Having just skewered two sacred cows of anti-aging (antioxidants and long telomeres), I turn finally to a relatively unfamiliar substance, methylglyoxal. The 2010 paper Oxidative stress and aging: is methylglyoxal the hidden enemy? points the finger. “Aging is a multifactorial process that involves changes at the cellular, tissue, organ and the whole body levels resulting in decreased functioning, development of diseases, and ultimately death. Oxidative stress is believed to be a very important factor in causing aging and age-related diseases. Oxidative stress is caused by an imbalance between oxidants such as reactive oxygen species (ROS) and antioxidants. ROS are produced from the mitochondrial electron transport chain and many oxidative reactions. Methylglyoxal (MG) is a highly reactive dicarbonyl metabolite formed during glucose, protein and fatty acid metabolism. MG levels are elevated in hyperglycemia and other conditions. An excess of MG formation can increase ROS production and cause oxidative stress. MG reacts with proteins, DNA and other biomolecules, and is a major precursor of advanced glycation end products (AGEs). AGEs are also associated with the aging process and age-related diseases such as cardiovascular complications of diabetes, neurodegenerative diseases and connective tissue disorders. AGEs also increase oxidative stress. In this review we discuss the potential role of MG in the aging process through increasing oxidative stress besides causing AGEs formation. Specific and effective scavengers and crosslink breakers of MG and AGEs are being developed and can become potential treatments to slow the aging process and prevent many diseases. Specific and effective scavengers and crosslink breakers of MG and AGEs are being developed and can become potential treatments to slow the aging process and prevent many diseases.” I mention that several substances in the Tissue Glycation Firewall described in my treatise function to prevent the formation of AGEs or to break them up after they are formed.
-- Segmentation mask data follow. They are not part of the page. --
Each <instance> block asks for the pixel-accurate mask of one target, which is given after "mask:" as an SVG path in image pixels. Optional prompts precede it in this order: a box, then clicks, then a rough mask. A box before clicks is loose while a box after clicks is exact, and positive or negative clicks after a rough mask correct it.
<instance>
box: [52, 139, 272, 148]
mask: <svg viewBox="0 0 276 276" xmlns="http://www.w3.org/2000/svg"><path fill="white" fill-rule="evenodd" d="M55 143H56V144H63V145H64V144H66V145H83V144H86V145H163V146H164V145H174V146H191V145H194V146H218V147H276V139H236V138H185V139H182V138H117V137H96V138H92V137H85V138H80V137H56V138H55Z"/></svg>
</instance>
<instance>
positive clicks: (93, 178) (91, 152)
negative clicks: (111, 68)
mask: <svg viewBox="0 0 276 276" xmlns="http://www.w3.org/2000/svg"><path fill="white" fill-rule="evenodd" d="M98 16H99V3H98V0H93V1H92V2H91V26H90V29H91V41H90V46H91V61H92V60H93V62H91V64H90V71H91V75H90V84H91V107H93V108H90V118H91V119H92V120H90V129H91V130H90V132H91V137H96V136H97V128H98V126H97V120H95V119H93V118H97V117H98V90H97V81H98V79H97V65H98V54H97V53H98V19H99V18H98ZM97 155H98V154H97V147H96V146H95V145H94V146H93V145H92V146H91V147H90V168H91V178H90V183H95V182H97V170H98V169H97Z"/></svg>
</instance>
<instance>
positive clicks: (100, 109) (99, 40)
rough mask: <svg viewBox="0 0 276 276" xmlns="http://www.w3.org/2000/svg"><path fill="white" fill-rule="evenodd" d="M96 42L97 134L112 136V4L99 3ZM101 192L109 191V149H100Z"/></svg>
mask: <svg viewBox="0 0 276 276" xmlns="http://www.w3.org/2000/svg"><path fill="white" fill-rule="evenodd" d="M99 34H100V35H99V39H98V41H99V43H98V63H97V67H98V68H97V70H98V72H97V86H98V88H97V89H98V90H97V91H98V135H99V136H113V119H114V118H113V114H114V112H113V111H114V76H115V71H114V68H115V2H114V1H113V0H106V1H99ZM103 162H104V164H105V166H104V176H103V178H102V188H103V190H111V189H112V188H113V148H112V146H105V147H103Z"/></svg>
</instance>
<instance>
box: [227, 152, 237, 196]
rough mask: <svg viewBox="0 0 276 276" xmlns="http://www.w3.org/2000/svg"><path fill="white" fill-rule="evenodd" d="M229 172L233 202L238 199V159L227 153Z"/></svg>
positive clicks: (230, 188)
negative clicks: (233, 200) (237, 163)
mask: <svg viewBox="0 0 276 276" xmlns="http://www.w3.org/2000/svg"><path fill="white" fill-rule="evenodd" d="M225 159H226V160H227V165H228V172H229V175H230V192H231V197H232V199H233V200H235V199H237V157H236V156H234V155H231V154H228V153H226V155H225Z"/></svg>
This blog entry cites research publications that throw into question several “sacred cow” propositions of longevity science:
– That glucose, the basic stuff cells use to get energy, shortens lives,
– That taking antioxidants confers longevity,
– That longer telomeres are associated with longevity, and
– That the benefits of calorie restricted diets are due to calorie restriction.
These observations are mostly based on studies of yeasts and, yet, some may to some extent be applicable also to humans. As for me personally right now, my cells will go on using glucose; I am not ready to stop taking antioxidants; I have already decided that messing with telomere lengths via “telomerase activators”may have little to do with longevity; and I have not practiced calorie restriction and do not plan to though I still cling to the hope that resveratrol works as a calorie restriction mimetic.